Zawodnicy trenera Kołodzieja objęli prowadzenie jeszcze przed przerwą. Lewą stroną pola karnego przedarł się skrzydłowy Paweł Tupaj, który był nieprzepisowo powstrzymywany przez obrońcę przyjezdnych. Sędzia przyznał niebiesko-białym rzut karny, który na bramkę pewnym strzałem po ziemi zamienił ich stoper, Wiktor Pleśnierowicz. 1:0 i od tego momentu gracze w biało-czerwonych strojach potrzebowali już aż trzech trafień, by przeważyć losy rywalizacji na swoją korzyść.
Po wznowieniu to piłkarze Cracovii ruszyli do zdecydowanych ataków, szybko stwarzając zagrożenie pod bramką Mrozka. Ani razu nie udali im się go pokonać. Wyjmować piłkę z siatki musiał za to golkiper gości, którego pokonał silnym strzałem w krótki róg Sobol, zapisując na swoim koncie 24. bramkę w tych rozgrywkach. Dwa gole przewagi Lecha oznaczały, że ich przewaga stała się praktycznie niemożliwa do wypuszczenia.

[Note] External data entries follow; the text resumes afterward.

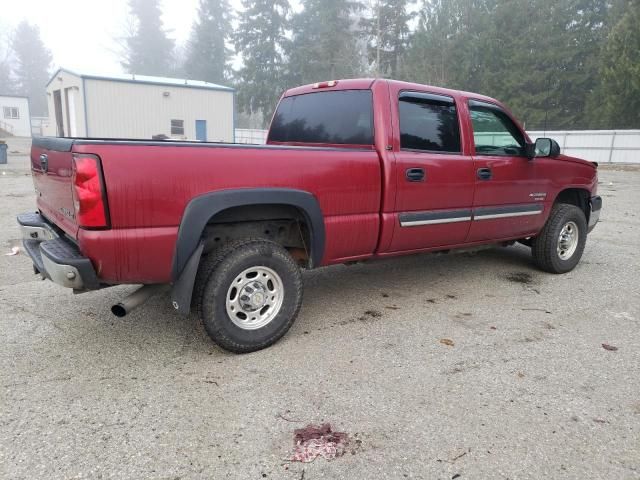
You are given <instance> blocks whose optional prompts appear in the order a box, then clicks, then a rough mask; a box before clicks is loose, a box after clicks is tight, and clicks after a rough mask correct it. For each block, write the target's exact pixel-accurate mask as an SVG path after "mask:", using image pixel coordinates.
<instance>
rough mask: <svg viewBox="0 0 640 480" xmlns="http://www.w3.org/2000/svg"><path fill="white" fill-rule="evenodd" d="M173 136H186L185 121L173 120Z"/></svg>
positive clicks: (171, 131)
mask: <svg viewBox="0 0 640 480" xmlns="http://www.w3.org/2000/svg"><path fill="white" fill-rule="evenodd" d="M171 135H184V120H171Z"/></svg>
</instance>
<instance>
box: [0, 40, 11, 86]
mask: <svg viewBox="0 0 640 480" xmlns="http://www.w3.org/2000/svg"><path fill="white" fill-rule="evenodd" d="M13 89H14V85H13V82H12V81H11V66H10V64H9V46H8V45H7V46H6V47H5V46H4V45H3V44H2V43H0V95H2V94H7V93H13Z"/></svg>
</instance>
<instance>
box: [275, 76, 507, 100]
mask: <svg viewBox="0 0 640 480" xmlns="http://www.w3.org/2000/svg"><path fill="white" fill-rule="evenodd" d="M332 82H335V86H327V84H329V83H330V82H319V83H310V84H308V85H302V86H300V87H295V88H291V89H289V90H287V91H286V92H285V93H284V95H283V96H284V97H291V96H294V95H302V94H305V93H312V92H317V91H318V90H319V87H318V86H319V85H320V86H322V90H369V89H371V87H373V84H374V83H376V82H386V83H388V84H389V85H396V86H398V87H400V88H401V89H407V90H425V89H427V90H429V91H430V92H432V93H439V94H442V95H448V96H451V97H454V98H460V97H463V98H475V99H478V100H485V101H488V102H491V103H495V104H498V105H500V106H503V105H502V103H501V102H499V101H498V100H496V99H495V98H491V97H487V96H486V95H481V94H479V93H473V92H465V91H463V90H453V89H450V88H442V87H436V86H433V85H423V84H420V83H412V82H403V81H400V80H391V79H386V78H349V79H343V80H332Z"/></svg>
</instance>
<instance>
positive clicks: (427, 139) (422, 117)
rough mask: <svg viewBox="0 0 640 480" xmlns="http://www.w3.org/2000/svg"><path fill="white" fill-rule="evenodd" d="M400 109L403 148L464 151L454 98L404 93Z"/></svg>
mask: <svg viewBox="0 0 640 480" xmlns="http://www.w3.org/2000/svg"><path fill="white" fill-rule="evenodd" d="M399 109H400V148H403V149H410V150H427V151H431V152H449V153H459V152H460V128H459V125H458V115H457V112H456V106H455V104H454V102H453V99H452V98H450V97H445V96H442V95H430V94H422V93H402V94H400V106H399Z"/></svg>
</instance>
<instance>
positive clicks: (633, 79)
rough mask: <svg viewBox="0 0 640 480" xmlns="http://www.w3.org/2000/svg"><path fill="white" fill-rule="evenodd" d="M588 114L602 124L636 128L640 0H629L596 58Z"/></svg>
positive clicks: (639, 28)
mask: <svg viewBox="0 0 640 480" xmlns="http://www.w3.org/2000/svg"><path fill="white" fill-rule="evenodd" d="M599 73H600V80H601V83H600V85H599V87H598V88H597V89H596V90H595V92H594V94H593V96H592V98H591V99H590V113H591V117H592V118H593V119H594V120H595V121H596V125H597V126H599V127H602V128H640V0H629V1H628V2H627V5H626V9H625V11H624V13H623V14H622V15H621V18H620V19H619V21H618V22H617V23H616V24H615V26H614V27H613V28H612V29H611V32H610V34H609V36H608V38H607V39H606V42H605V44H604V48H603V50H602V54H601V59H600V68H599Z"/></svg>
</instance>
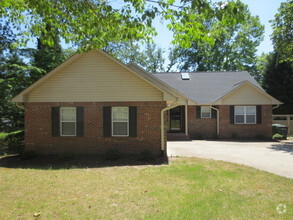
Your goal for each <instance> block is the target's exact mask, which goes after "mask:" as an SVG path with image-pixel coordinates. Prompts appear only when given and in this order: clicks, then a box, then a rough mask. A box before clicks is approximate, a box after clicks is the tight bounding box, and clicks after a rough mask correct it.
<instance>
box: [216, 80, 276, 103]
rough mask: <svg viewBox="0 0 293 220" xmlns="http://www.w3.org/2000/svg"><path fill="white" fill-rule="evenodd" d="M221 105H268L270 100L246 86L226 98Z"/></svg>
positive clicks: (249, 86)
mask: <svg viewBox="0 0 293 220" xmlns="http://www.w3.org/2000/svg"><path fill="white" fill-rule="evenodd" d="M221 104H223V105H246V104H249V105H270V104H272V100H271V99H270V98H269V97H268V96H266V95H264V94H262V92H260V91H258V90H257V89H256V88H254V87H253V86H251V85H249V84H247V85H244V86H242V87H240V88H239V89H237V90H236V91H234V92H232V93H231V94H229V95H228V96H226V97H225V98H224V99H223V100H222V103H221Z"/></svg>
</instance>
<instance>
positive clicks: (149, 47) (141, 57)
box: [104, 41, 165, 72]
mask: <svg viewBox="0 0 293 220" xmlns="http://www.w3.org/2000/svg"><path fill="white" fill-rule="evenodd" d="M104 50H105V51H107V52H108V53H110V54H111V55H112V56H114V57H115V58H117V59H119V60H120V61H121V62H123V63H125V64H128V63H135V64H137V65H139V66H141V67H143V68H144V69H145V70H147V71H149V72H163V71H164V67H163V65H164V62H165V59H164V58H163V53H164V51H163V50H162V49H161V48H160V47H158V46H157V45H156V44H153V43H147V44H146V46H145V48H144V49H143V48H141V45H139V43H135V42H133V41H129V42H122V43H110V44H109V45H108V46H107V47H105V48H104Z"/></svg>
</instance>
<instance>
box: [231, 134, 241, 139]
mask: <svg viewBox="0 0 293 220" xmlns="http://www.w3.org/2000/svg"><path fill="white" fill-rule="evenodd" d="M231 138H233V139H237V138H239V135H238V134H237V133H232V134H231Z"/></svg>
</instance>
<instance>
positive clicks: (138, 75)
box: [11, 49, 177, 102]
mask: <svg viewBox="0 0 293 220" xmlns="http://www.w3.org/2000/svg"><path fill="white" fill-rule="evenodd" d="M95 51H96V52H97V53H99V54H102V55H103V56H105V57H107V58H109V59H110V60H112V61H114V63H116V64H118V65H119V66H121V67H122V68H124V69H126V70H127V71H129V72H131V73H132V74H134V75H135V76H137V77H139V78H140V79H141V80H143V81H144V82H146V83H148V84H149V85H150V86H152V87H153V88H155V89H157V90H158V91H161V92H162V93H163V94H164V97H167V99H168V100H169V99H175V100H176V99H177V97H176V96H174V95H173V94H170V93H169V92H168V91H166V89H165V88H162V87H160V86H158V85H156V84H155V83H154V82H153V81H156V80H158V79H157V78H156V77H154V76H149V78H153V80H152V81H151V80H149V79H148V78H146V77H144V76H143V75H142V74H141V73H139V72H137V71H134V70H133V69H131V68H129V67H128V66H126V65H124V64H123V63H121V62H120V61H118V60H117V59H115V58H114V57H112V56H110V55H109V54H107V53H106V52H104V51H102V50H99V49H93V50H91V51H89V52H84V53H77V54H75V55H73V56H72V57H70V58H69V59H68V60H66V61H65V62H63V63H62V64H61V65H59V66H58V67H56V68H55V69H53V70H52V71H51V72H49V73H47V74H46V75H45V76H43V77H42V78H40V79H39V80H38V81H36V82H35V83H33V84H32V85H31V86H29V87H28V88H26V89H25V90H23V91H22V92H21V93H19V94H18V95H17V96H15V97H14V98H13V99H12V100H11V101H12V102H26V101H27V100H26V97H27V95H28V94H30V93H31V92H33V91H34V90H35V89H37V88H38V87H40V86H41V85H43V83H45V82H46V81H49V80H50V79H51V78H53V77H54V76H55V75H56V74H58V73H59V72H60V71H62V70H63V69H65V68H67V67H68V66H70V65H71V64H73V63H74V62H75V61H77V60H79V59H80V58H81V57H83V56H84V55H85V54H87V53H90V52H95ZM164 99H165V98H164Z"/></svg>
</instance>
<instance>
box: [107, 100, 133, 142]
mask: <svg viewBox="0 0 293 220" xmlns="http://www.w3.org/2000/svg"><path fill="white" fill-rule="evenodd" d="M114 108H127V115H128V117H127V121H123V122H121V123H125V122H127V134H126V135H117V134H114V122H116V123H117V121H114V117H113V114H114V111H113V109H114ZM111 123H112V124H111V125H112V126H111V127H112V137H129V107H125V106H114V107H112V111H111ZM118 123H119V121H118Z"/></svg>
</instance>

Po tej akcji obraz gry uległ kompletnej zmianie. Lechici potrafili zdominować przeciwników, raz za razem kreując okazje do podwyższenia prowadzenia. Każdy z ofensywnych zawodników Kolejorza prezentował się z korzystnej strony. Szybko wymieniali piłkę między sobą, a ich rywale nie mogli sobie z nimi poradzić. Oni z kolei potrafili odpowiedzieć jedynie poprzez ostre, agresywne wejścia. Pod względem piłkarskim gospodarze przeważali jednak zdecydowanie i w pełni kontrolowali przebieg tego starcia.
Na dwie minuty przed końcem spotkania kolejny rzut karny wykonywali lechici. Strzał rezerwowego napastnika Filipa Szymczaka zablokował ręką jeden z obrońców Cracovii. Za to zagranie otrzymał on czerwoną kartkę, a do "jedenastki" podszedł Skóraś. Podciął piłkę, czym zmylił bramkarza, jednak ostatecznie przeleciała ona nad poprzeczką. W ostatnich sekundach pojedynku wykazał się jeszcze Mrozek, który zachował drugie czyste konto z rzędu.
Ta wygrana oznacza, że lechici zdobyli po raz pierwszy od 1995 roku tytuł mistrza Polski do lat 19. Jako zwycięzca Centralnej Ligi Juniorów Lech Poznań będzie reprezentował nasz kraj w przyszłym sezonie w rozgrywkach Młodzieżowej Ligi UEFA.
Bramki: Pleśnierowicz (41 - karny), Sobol (53)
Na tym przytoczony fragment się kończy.